How to contact and engage

  • Best channel: X/Twitter DMs — @CyberphysicsAI (official) or @MuseRhymes (Michael). He avoids Telegram DMs due to spam; use the public Telegram for questions.
  • Call to action for the community:
    • Run the skill (start with Grok or any tool-capable model).
    • Contribute simplified visuals/infographics and propose proven marketing templates.
    • Benchmark independently; publish results; seek third-party validations.
    • Explore challenge bounties (e.g., TIG) and prizes (e.g., Noetic) using the architecture; credit the project.
    • Report issues responsibly; help refine jailbreak detection/rollback timing.

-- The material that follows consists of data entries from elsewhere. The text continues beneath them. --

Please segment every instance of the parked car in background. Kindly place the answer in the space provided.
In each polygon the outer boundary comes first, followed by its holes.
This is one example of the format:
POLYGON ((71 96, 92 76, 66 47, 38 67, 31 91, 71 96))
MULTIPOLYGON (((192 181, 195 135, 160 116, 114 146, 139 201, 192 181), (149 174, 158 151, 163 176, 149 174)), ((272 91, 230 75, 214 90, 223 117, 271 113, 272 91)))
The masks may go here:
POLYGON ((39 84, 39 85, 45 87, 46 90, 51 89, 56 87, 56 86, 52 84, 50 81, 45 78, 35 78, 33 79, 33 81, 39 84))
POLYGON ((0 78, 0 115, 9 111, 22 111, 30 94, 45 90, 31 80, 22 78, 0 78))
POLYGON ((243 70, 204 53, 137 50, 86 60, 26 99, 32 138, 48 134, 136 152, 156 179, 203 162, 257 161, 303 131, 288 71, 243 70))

Glossary (project-specific meanings)

  • Timechain (this project): A data-dependent continuum (cryptographic block sequence) used to embody AI in cyberspace, not a financial ledger. When a block fills, the next begins, providing continuity, memory, and self-verification.
  • Block space: The committed memory and state across blocks; a substrate for long-horizon coherence and data traversal.
  • Modalities and senses: Faculties that extend perception/action surfaces (e.g., code comprehension, domain skills), sprouted autonomously or added via packs.
  • Uplift: Capability amplification from baseline model performance via the Timechain Skill.
  • Abstention: Withholding an answer when the relevant data is absent; used here as an anti-hallucination metric.
  • Persona (Genesis block): The initial identity and covenants of an agent; can be traded as a seed for new agents.

Executive summary

  • Cyberphysics AI launched the open-source SCI-FI Timechain Skill, a compact file that any tool-capable AI can load to gain persistent memory, self-verification, and long-horizon coherence. It is positioned as a structural “nervous system” providing cyberspace embodiment via timechain physics.
  • Empirically, Michael reports near-perfect retrieval/QA and perfect hallucination control (30/30 abstentions) on LongMemEval across multiple model families, strong coding uplift on SWE-bench-style tests, and industrial-scale code-audit demonstrations. He stresses a need for third-party verification and is actively pursuing it while running more benchmarks.
  • Short-term priorities: expand the skill’s features, secure independent validations, release modality/sense packs (likely via NFTs), and prototype a privacy/post-quantum layer. A later mobile app will reward users (validator/miner-like) and propagate the block-space market. DAO governance will use one-person-one-vote to steward public agent policies.
  • He calls for the community to run the skill, help create simpler marketing materials, and use the architecture in public challenges. Contact via X DMs; code is fully open for independent use and audit.